This response is fair, accurate, documented, and respects the Level 1 adjuster’s supervision limits.
Question 95
Topic: General
A supervised Adjuster Level 1 is preparing an Alberta automobile physical damage claim file for Adjuster Level 3 review. The file contains the policy declarations, police report, photos, repair invoice, and deductible calculation. A cheque request for $4,800 has been drafted, but the only settlement note says, “Approved by phone,” with no name, date, amount, or instruction from the insurer’s claim examiner.
Which missing record creates the greatest file-quality risk?

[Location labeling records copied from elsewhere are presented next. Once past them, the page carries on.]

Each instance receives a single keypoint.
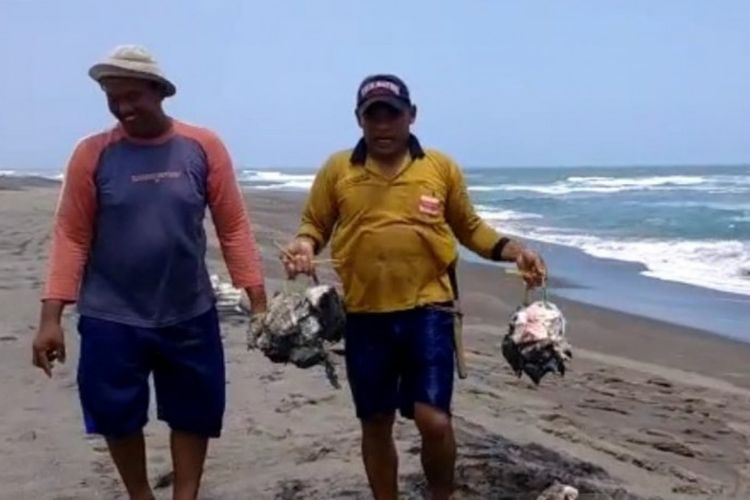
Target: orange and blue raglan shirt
(129, 243)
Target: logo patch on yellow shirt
(429, 205)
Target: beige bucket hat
(132, 61)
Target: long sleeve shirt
(128, 241)
(393, 238)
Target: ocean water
(683, 224)
(671, 243)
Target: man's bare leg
(129, 455)
(380, 457)
(188, 457)
(438, 450)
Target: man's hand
(48, 346)
(257, 297)
(298, 257)
(532, 268)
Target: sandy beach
(647, 410)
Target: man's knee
(433, 424)
(378, 426)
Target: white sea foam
(603, 185)
(722, 265)
(275, 180)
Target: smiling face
(136, 104)
(386, 129)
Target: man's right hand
(48, 346)
(298, 257)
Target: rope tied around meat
(299, 325)
(535, 343)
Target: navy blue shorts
(394, 360)
(187, 363)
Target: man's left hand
(532, 268)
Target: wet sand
(647, 410)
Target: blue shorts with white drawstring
(394, 360)
(187, 364)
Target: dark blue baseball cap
(385, 88)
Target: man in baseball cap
(128, 249)
(390, 210)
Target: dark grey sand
(647, 410)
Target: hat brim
(100, 71)
(392, 101)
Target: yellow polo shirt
(393, 237)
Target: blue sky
(498, 83)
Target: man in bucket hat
(129, 247)
(392, 211)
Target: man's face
(135, 103)
(386, 129)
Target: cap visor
(393, 102)
(100, 71)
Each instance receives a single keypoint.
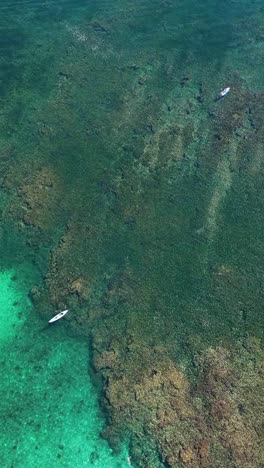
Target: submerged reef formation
(215, 421)
(140, 197)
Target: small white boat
(224, 91)
(58, 316)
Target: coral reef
(216, 422)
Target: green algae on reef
(48, 405)
(139, 199)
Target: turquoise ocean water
(132, 195)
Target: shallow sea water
(132, 195)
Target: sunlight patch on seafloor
(11, 307)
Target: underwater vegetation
(139, 198)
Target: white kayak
(224, 91)
(58, 316)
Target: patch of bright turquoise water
(49, 414)
(115, 101)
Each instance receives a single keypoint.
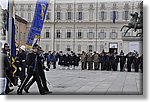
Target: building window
(91, 15)
(102, 34)
(47, 34)
(79, 36)
(113, 34)
(58, 34)
(79, 48)
(29, 16)
(79, 15)
(102, 15)
(48, 16)
(58, 15)
(90, 34)
(90, 48)
(126, 15)
(68, 35)
(69, 14)
(47, 47)
(68, 48)
(114, 13)
(29, 7)
(57, 47)
(101, 48)
(22, 7)
(102, 6)
(22, 14)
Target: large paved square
(90, 82)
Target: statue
(135, 23)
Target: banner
(114, 16)
(38, 21)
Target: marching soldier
(129, 61)
(102, 60)
(22, 62)
(90, 61)
(41, 74)
(122, 61)
(96, 61)
(33, 70)
(61, 60)
(83, 60)
(7, 68)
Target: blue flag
(38, 21)
(114, 16)
(13, 45)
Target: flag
(13, 45)
(38, 21)
(114, 16)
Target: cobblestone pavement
(65, 81)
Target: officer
(122, 61)
(96, 60)
(41, 73)
(83, 60)
(33, 70)
(7, 68)
(129, 61)
(22, 62)
(90, 61)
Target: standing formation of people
(31, 65)
(109, 61)
(30, 69)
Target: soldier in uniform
(129, 61)
(22, 62)
(7, 68)
(33, 70)
(83, 60)
(41, 74)
(90, 61)
(122, 60)
(102, 61)
(96, 61)
(61, 60)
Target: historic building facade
(76, 25)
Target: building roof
(20, 19)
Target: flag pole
(10, 24)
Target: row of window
(79, 35)
(79, 47)
(80, 15)
(69, 15)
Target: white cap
(23, 48)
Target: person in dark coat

- A. A written confirmation from the repair vendor that parts are available
- B. A dated record or email showing the insurer’s settlement authority and approved payment amount
- C. A second set of vehicle damage photos taken after repairs were completed
- D. A copy of the broker’s original application for the automobile policy
Best answer: B
What this tests: General
Explanation: The key point is that a claim file must support not only the amount of the payment, but also the adjuster’s authority to recommend or request that payment. A Level 1 adjuster works under supervision and must be able to show that the insurer or principal authorized the settlement step being taken. A vague note such as “Approved by phone” does not identify who gave authority, when it was given, what amount was approved, or any conditions attached to the approval. That creates a major file-quality and authority risk before the Level 3 review and countersignature. Other documents may be useful, but they do not carry the same immediate risk when the file already contains coverage, damage, invoice, and deductible support.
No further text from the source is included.